All dies bildet den Hintergrund für eine gesunde seelische, körperliche, geistige und soziale Entwicklung und führt zum Erwerb entsprechender Fähigkeiten.
Die Gesellschaft investiert in Autos statt in Kinder
Wir leben in einer Gesellschaft, die es schwer hat, eigene Werte zu definieren, in der mehr Geld in die Automobilindustrie als in soziale Einrichtungen, Chancengleichheit und Bildungsmöglichkeiten für alle Kinder investiert wird. Es ist eine Gesellschaft, in der Spielraum, Erfahrungsfelder und Entfaltungsmöglichkeiten für Kinder kaum noch vorhanden sind, in der Hinterhöfe verschwinden, aber immer breitere Straßen und mehr Stellplätze für Autos entstehen, in der Familien häufig finanziell unzureichend ausgestattet sind, so dass beide Eltern einer Berufstätigkeit nachgehen müssen, und Beziehungen durch digitale Netzwerke ersetzt werden.

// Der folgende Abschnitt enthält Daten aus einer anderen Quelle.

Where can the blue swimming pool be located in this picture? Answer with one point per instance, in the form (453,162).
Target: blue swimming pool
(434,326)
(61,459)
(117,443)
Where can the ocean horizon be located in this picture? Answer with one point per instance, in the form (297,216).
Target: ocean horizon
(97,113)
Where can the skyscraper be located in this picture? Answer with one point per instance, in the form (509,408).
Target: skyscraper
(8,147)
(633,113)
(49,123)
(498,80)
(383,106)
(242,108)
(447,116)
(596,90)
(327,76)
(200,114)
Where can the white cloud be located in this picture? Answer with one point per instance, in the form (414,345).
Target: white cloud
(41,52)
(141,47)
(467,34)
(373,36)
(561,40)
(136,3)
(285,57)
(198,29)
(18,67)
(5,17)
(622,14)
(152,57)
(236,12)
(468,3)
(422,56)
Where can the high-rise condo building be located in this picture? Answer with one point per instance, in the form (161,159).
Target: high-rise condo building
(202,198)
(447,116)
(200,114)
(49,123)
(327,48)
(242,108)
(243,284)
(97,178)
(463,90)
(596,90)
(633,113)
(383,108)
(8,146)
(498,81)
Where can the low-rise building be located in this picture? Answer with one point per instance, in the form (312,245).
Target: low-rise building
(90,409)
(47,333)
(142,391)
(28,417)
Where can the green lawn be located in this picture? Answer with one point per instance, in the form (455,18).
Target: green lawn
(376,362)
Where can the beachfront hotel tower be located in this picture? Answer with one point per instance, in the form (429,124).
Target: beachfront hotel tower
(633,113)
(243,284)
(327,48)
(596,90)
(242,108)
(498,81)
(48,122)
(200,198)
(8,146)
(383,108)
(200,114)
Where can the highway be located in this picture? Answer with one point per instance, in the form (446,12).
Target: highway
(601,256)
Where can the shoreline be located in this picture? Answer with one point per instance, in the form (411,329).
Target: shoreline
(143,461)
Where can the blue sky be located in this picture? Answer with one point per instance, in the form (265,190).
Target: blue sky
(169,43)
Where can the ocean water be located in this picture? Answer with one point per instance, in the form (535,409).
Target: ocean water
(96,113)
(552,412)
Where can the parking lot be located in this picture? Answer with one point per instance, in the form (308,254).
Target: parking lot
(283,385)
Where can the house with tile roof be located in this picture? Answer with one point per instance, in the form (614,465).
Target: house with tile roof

Individualisierung, Emanzipation, Berufstätigkeit beider Eltern, Mobilität, Konsumverhalten, Flexibilität, Arbeit und Arbeitslosigkeit, mangelnde Vorbilder für Jungen, Bildungs- verlierer, Digitalisierung, Medialisierung, Globalisierung sind einige der Schlagworte mit denen wir die veränderte Gesellschaft erfassen können. Tragende Lebensgemeinschaften, vielleicht sogar über mehrere Generationen, sind selten, der Raum für Kinder verschwindet und die Besinnung auf die Frage, was Kinder für eine gesunde Entwicklung brauchen, tut mehr als Not.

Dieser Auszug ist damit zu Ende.